L’antagonista di Argante è se stesso, con la sua fobia e quindi coloro che la alimentano approfittando di lui: medici e moglie.
Gli aiutanti sono coloro che cercando di aprirgli gli occhi: il fratello e la governante.
Luoghi
Il luogo è reale, è la casa di Argante, una villa seicentesca a Parigi; per lo più nella camera del malato.
Gli intramezzi si svolgono o in foreste o in strade, e comunque in luoghi aperti.
Tempo
Per stabilire il tempo ci si deve riferire a quando questa commedia è stata scritta (1673).
Le medicine prescritte, per esempio, potrebbero indicare di che periodo storico si parla anche se per dirlo con esattezza bisognerebbe avere fatto degli studi a riguardo.
L’usanza di decidere il marito per le figlie, ma questo modo di fare è ancora presente in molte culture.
La storia procede in ordine cronologico.
Gli eventi si susseguono con ordine, c’è un inizio, un centro e una parte finale senza rimandi temporali.

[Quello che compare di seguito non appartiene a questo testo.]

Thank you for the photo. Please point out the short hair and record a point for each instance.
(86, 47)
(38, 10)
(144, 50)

Non esiste un narratore, e nemmeno una voce fuori campo.
Tonina spesso si rivolge al pubblico, ma si tratta di un espediente in uso nei testi teatrali.
Caratteristiche dello stile e Linguaggio
Sono i personaggi che con la loro azione creano man mano la storia.
Non esiste un narratore; i personaggi parlano sempre ad alta voce utilizzando il discorso diretto e i monologhi.
Il linguaggio è ricco di termini medici e, a volte, di parole in simil-latino (latinismi).
Anche se si parla di funzioni corporali l’autore non scade mai nella volgarità, infatti, non usa “parolacce”.
Le frasi sono semplici, i periodi brevi.
Il linguaggio è spesso comico.
Il registro è colloquiale, tranne quello usato dai medici che cercano di dar un certo tono ai loro discorsi; tono che contrasta con il contenuto poco competente dei loro discorsi.
Ritmo
Il ritmo è incalzante, con le pause dettate dagli intermezzi che sono le parti più lente e noiose della commedia.
Punteggio
7, con gli intermezzi; 9, senza intermezzi.
Commento personale
In questa commedia si parla del momento più terribile che vive l’uomo, cioè quando in preda alla malattia sente la morte che si avvicina.
Anche se nel libro questo tema è trattato in modo comico, infatti, c’è un malato che s’immagina di essere tale, l’argomento è sempre attuale.
Come attuale è riflettere sulla medicina e sul potere che i medici esercitano sui malati.
Un potere grande perché come ci fa ben vedere Molière se questi sono disonesti e incompetenti, la loro incapacità e furberia possono incidere molto negativamente sulla vita degli altri.
Ma anche i “pazienti” sono, in qualche modo, presi in giro, soprattutto quelli che credono ciecamente ai medici, che credono cioè che la medicina sia una scienza infallibile e non esitano a sperperare il loro denaro per rimedi inutili.
Nella figura del fratello di Argante c’è la giusta via di mezzo perché è un uomo che ragiona, che non si fida di chiunque, che crede più alla logica che agli intrugli.
In Tonina, invece, parla la saggezza popolare, quella saggezza di chi, pur non avendo studiato, con il buon senso sa comprendere bene la realtà.
Realismo, buon senso e una sana logica sono, sembra dire Molière, le medicine migliori.
Da leggere perché, a parte gli intermezzi che annoiano all’infinito, è un testo che diverte.